Drawing P.T./INR on Catheter patients

Specialties Urology

Published

Hello,

We draw our monthly and midmonthly labs from the arterial lumen of CVC patients and normally first withdraw the indwelling heparin of course- at least 3ml- 5ml

There has been a debate as to whether the P.T./INR would be accurate anyway if drawn the same way or if a peripheral stick should be done. My latest instructions are get the pt on the maching and draw from the arterial port on the blood tubing---any opinions?

thanks anyone

Susan

Specializes in Acute Hemodialysis, Cardiac, ICU, OR.

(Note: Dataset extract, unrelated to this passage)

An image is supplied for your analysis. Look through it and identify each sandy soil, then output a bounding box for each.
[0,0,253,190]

For PT/INR we have to do a peripheral stick before anything else (aside from maybe patient assessment). We don't even touch the catheter until that's done.

I have had to collect the inr via a port with the m.d.'s request(would pull it off last). Most of the time it is peripheral to be sure the inr is accurate.

u can via arterial port.

Hello,

We draw our monthly and midmonthly labs from the arterial lumen of CVC patients and normally first withdraw the indwelling heparin of course- at least 3ml- 5ml

There has been a debate as to whether the P.T./INR would be accurate anyway if drawn the same way or if a peripheral stick should be done. My latest instructions are get the pt on the maching and draw from the arterial port on the blood tubing---any opinions?

thanks anyone

Susan

Draw it from the blood tubing once the pt is on? And has received heparin*? How could this be accurate?

When I worked in a clinic, we of course always withdrew the indwelling heparin first (3 cc syringe); after that, we drew every other lab; then we withdrew an additional 30 cc of blood in 3 10-cc syringes; after that, we drew our PT/INR tube. Finally, we reinfused the 30 cc of blood into the pt. Yes, it's a lot to keep up with (having to keep the syringes with the blood sterile, of course), but was considered to give accurate results.

HTH,

DeLana

*And if the pt hasn't received the loading dose of heparin, then s/he hasn't been properly heparinized before tx! Not trying to state the obvious, just to make a point.

Of course depends on your facilities policy towards reuse, but in a recent acute setting, I believe received accurate PT/INR by withdrawing heparin from the catheter per normal, ie 2-3 cc, ascertaining patency of catheter by "exercising" each lumin with 10 cc syringe, drawing other labs, then drawing PT/INR after patient on machine for 10 minutes.

We used very little heparin with treatments, even those getting "normal heparin" only recieved 2000 ml loading and hourly 1000 till last hour. Reuse in this scenario is not an issue.

Hope this is helpful.

if you do a web search, I am positive you will find studys that Heparin actually adhears to the lumen of the catheter indicating that drawing clotting times from the catheter would not be a good idea. as for us we have peripherals done. I would hate to decrease a coumadin dose based on a skewed result no matter how small the deviation.

Specializes in LTC, FP office, Med/Surg, ICU, Dialysis.

In my clinic, we do not have a cocrete procedure as to how to draw blood for PT/INR.

I think these are all great comments and suggestions! Something for our weekly homeroom moot.

Specializes in Dialysis.

our nurses draw peripherally first. not from the cath.

Specializes in LTC, FP office, Med/Surg, ICU, Dialysis.

Does your facility have a standing order that if the patient has a catheter that you must draw peripherally?

In our dialysis unit we aspirate 5cc from both ports of catheter, draw any other lab we need then hook up arterial catheter let the blood run round and before hooking up venous port draw PT/INR from arterial lumen from blood line then hook them up and instilled the heparin load in the venous lumen. results are never crazy that way. but every unit has their own way to do things.

our units draw PT/INR's from cath patiens this way.

We place the patient on the machine after aspirating 5-10ml of blood from each cath. lumen. We then flush the lumen with NSS and begin the dialysis. We then withold the heparin oading dose for 10 minutes at the beginning of the treatment. After 10 minutes, we draw the PT/INR or PRR from the arterial line. After the blood is drawn we begin give the heaprin loading dose and begin the infusion as ordered. This sems to work for us. However, the only way to get an accurate PT?PTT froma cath patient would be to do a peripherdraw. Our patients go through enough. And this procedure of described above seems to be a fair compromise. If we get a questionable result, we then do a peripheral stick for the PT/PTT pre dilysis.